1
votes

I'm trying to use Excel's get&transform functionality (previously known as powerquery) to import an XML data source. The data source has a list of b tags, each with a variable number of d tags in a c2 child, such as the following:

<a>
  <b>
    <c1>foo</c1>
    <c2>
      <d>bar</d>
    </c2>
  </b>
  <b>
    <c1>fuz</c1>
    <c2>
      <d>baz</d>
      <d>quz</d>
    </c2>
  </b>
</a>

When I import this data with the following query the data type for column c2.d is different for the two different rows representing the b items, for the first row it is a general spreadsheet cell type, for the second row it is a Table type.

let
    Source = Xml.Tables(File.Contents("C:\Localdata\excel-powerquery-test2.xml")),
    Table0 = Source{0}[Table],
    #"Changed Type" = Table.TransformColumnTypes(Table0,{{"c1", type text}}),
    #"Expanded c2" = Table.ExpandTableColumn(#"Changed Type", "c2", {"d"}, {"c2.d"})
in
    #"Expanded c2"

It seems that for the first row it automatically converts the d tag into a simple spreadsheet cell as there is only one and it only contains text. However for the second row it sees there are two d tags and hence keeps it as a table. The problem now is that I can neither load the data as is as the Table in the second row is loaded into the spreadsheet as the literal string "Table" leaving me without the actual data, nor can I further expand the Table using Table.ExpandTableColumn as it (rightly) complains that bar in the first row is not a table.

I presume the automatic conversion of a single tag containing text to a simple cell rather than a table happens either in the Xml.Tables or ExpandTableColumn functions. The tooltip for Xml.Tables shows that it has an options parameter, unfortunately the documentation for Xml.Tables does not give any details on this options parameter.

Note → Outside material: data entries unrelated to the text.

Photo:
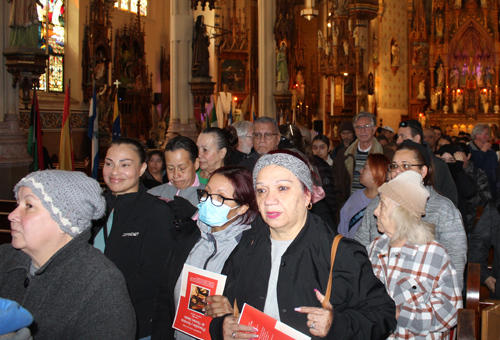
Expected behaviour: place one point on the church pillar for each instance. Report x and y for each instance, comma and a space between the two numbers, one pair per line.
14, 159
181, 100
267, 58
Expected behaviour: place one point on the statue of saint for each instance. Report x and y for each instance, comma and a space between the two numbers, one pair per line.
200, 44
440, 73
346, 48
320, 40
281, 70
336, 36
395, 54
479, 75
375, 48
23, 23
439, 25
421, 90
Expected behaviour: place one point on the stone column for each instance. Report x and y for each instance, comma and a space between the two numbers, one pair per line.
267, 58
181, 100
14, 159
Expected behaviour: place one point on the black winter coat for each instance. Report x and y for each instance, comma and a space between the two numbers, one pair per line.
138, 245
362, 307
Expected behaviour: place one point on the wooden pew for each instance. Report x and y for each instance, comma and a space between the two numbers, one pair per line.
474, 303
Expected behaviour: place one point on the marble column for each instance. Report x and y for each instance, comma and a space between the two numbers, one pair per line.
267, 58
181, 100
14, 159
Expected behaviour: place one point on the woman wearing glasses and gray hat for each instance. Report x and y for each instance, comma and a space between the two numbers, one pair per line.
414, 268
282, 265
440, 211
227, 207
72, 290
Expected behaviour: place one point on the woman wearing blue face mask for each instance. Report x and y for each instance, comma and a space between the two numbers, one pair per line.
227, 207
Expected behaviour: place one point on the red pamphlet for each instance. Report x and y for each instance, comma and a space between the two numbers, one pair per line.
268, 327
196, 285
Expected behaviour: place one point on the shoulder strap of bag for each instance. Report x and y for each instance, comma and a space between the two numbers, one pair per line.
332, 260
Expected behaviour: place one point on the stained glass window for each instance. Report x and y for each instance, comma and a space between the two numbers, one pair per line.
131, 6
52, 40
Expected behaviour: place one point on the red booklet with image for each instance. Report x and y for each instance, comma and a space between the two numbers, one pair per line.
196, 285
268, 327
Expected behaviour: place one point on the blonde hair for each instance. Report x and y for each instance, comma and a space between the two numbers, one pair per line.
411, 227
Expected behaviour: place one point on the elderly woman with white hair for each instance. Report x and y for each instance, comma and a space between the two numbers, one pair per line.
72, 290
414, 268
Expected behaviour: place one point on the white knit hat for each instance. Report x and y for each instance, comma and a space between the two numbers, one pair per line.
72, 198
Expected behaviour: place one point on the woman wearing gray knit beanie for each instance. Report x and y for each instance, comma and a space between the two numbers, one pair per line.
415, 269
72, 290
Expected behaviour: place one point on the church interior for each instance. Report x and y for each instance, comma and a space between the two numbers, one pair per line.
312, 63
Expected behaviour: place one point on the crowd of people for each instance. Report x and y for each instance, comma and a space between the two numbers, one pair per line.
261, 203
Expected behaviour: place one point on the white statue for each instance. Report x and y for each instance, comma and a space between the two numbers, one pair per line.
395, 54
421, 90
440, 73
460, 100
336, 36
320, 39
485, 102
434, 99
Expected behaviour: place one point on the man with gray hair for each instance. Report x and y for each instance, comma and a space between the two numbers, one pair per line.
483, 156
266, 138
350, 160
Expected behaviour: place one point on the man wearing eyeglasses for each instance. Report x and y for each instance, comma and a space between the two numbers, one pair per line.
266, 138
350, 160
412, 129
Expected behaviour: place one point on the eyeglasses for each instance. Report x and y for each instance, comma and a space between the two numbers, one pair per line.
361, 127
404, 167
217, 200
267, 135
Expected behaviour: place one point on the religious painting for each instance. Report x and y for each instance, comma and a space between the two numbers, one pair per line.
233, 75
419, 54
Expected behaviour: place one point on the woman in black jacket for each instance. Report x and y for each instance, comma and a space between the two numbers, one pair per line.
282, 265
135, 233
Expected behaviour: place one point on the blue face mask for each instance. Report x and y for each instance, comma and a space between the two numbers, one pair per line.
212, 215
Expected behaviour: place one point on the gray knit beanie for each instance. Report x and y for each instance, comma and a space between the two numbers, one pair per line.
287, 161
408, 191
72, 198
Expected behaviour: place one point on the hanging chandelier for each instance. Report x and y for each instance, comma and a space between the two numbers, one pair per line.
309, 12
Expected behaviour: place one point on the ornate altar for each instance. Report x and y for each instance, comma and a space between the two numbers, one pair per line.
96, 46
135, 82
233, 54
341, 55
454, 62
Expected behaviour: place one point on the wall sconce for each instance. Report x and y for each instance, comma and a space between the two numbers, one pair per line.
309, 12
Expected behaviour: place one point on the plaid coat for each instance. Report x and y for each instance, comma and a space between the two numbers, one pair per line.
423, 284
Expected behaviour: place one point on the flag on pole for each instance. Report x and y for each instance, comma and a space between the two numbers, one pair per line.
35, 145
117, 125
230, 116
253, 117
66, 157
94, 134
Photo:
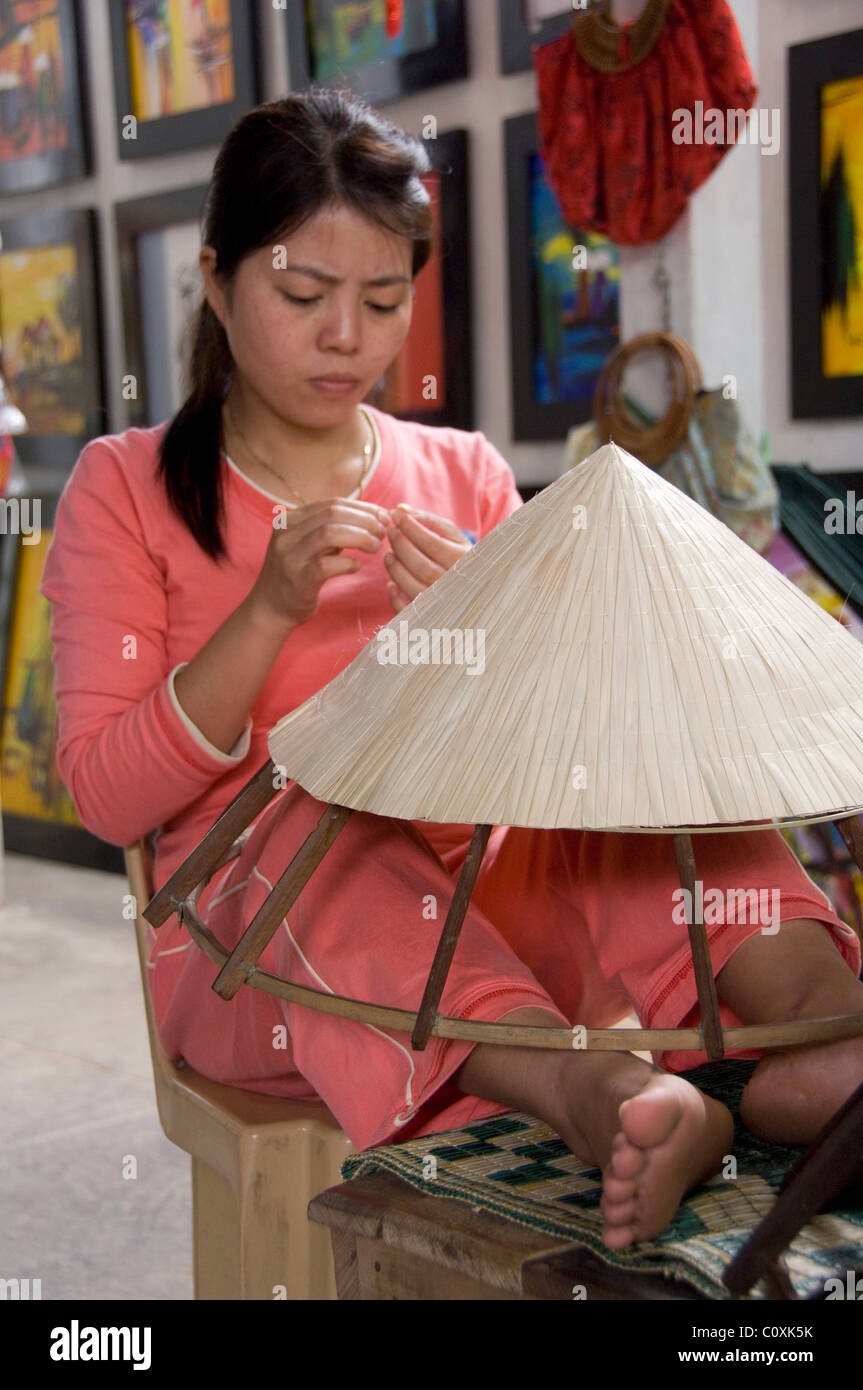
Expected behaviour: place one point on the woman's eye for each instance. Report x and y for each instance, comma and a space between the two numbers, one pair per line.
381, 309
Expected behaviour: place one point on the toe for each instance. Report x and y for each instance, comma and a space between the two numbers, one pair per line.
627, 1162
617, 1190
649, 1118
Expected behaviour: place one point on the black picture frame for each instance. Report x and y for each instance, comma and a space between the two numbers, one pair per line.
517, 41
134, 217
25, 834
385, 79
810, 66
34, 171
531, 419
450, 157
185, 129
78, 228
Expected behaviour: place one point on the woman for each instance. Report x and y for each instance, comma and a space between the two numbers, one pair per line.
210, 574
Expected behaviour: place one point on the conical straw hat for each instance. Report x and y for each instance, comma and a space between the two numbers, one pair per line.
619, 659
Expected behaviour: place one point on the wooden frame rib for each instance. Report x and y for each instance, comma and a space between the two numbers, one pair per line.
705, 982
264, 925
182, 890
235, 818
449, 937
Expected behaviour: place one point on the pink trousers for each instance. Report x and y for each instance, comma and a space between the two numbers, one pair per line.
581, 923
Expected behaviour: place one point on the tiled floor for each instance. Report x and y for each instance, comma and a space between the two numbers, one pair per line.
78, 1111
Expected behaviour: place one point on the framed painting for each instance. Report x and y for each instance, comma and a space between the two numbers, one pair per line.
525, 24
43, 136
349, 43
564, 298
39, 816
431, 380
159, 239
184, 72
826, 225
50, 353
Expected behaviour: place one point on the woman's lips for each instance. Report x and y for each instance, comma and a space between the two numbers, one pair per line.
335, 388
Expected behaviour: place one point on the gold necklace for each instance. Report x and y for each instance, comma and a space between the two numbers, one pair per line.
291, 488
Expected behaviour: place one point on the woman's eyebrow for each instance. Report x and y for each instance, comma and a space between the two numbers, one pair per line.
334, 280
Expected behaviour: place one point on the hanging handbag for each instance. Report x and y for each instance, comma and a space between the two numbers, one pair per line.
701, 444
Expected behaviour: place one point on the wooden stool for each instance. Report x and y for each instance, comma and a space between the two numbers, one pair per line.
391, 1240
256, 1162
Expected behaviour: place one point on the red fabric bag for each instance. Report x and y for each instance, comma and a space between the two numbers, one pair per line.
393, 17
606, 138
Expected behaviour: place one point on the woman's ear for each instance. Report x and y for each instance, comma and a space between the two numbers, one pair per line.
216, 298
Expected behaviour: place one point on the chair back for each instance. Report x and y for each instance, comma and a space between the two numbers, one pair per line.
139, 872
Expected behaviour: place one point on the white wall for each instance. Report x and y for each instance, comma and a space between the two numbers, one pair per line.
826, 445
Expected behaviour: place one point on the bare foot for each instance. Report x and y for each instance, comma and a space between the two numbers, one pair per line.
664, 1139
791, 1094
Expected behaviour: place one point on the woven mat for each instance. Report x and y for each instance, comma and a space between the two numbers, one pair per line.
519, 1168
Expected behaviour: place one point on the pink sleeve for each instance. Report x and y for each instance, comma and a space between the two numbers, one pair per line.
129, 758
500, 496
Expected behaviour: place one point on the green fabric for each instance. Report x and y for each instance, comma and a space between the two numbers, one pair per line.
838, 556
519, 1168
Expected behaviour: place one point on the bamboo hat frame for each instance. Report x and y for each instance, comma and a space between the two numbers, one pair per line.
642, 670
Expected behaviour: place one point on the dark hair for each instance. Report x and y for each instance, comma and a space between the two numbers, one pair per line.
281, 164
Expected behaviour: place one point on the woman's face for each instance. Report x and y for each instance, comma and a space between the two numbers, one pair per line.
346, 312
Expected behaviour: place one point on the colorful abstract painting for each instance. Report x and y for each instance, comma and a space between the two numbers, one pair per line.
842, 227
40, 338
577, 289
350, 34
181, 56
31, 780
32, 118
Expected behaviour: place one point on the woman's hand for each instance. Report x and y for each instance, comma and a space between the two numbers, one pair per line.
423, 546
307, 552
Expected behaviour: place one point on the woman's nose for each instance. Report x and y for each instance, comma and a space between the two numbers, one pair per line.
341, 327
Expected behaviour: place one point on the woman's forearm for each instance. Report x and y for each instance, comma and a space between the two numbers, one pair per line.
218, 688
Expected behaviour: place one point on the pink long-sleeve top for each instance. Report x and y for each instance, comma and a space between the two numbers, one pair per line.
134, 598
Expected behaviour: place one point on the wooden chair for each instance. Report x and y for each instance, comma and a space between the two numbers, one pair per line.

How can I get this second row expanded out to two rows, one each for the two d tags contained in the second b tag having the same "fuz" string in the first column? Such an expansion works fine if the contents of the d tags are further XML tags, but apparently not if the d tags only contain text.

1

1 Answers

1
votes

Let's add a step to make sure everything is at the same level:

let
    Source = Xml.Tables(File.Contents("C:\Localdata\excel-powerquery-test2.xml")),
    Table0 = Source{0}[Table],
    Expandc2 = Table.ExpandTableColumn(Table0, "c2", {"d"}, {"d"}),
    ToLists = Table.TransformColumns(Expandc2,
                  {"d", each if _ is table then Table.ToList(_) else {_}}),
    ExpandLists = Table.ExpandListColumn(ToLists, "d")
in
    ExpandLists

The ToLists step turns this:

Screenshot

Into a more consistent list format:

c1       d
-----------------------
foo     {"bar"}
fuz     {"baz", "quz"}

Then you can expand to rows without mixed data types.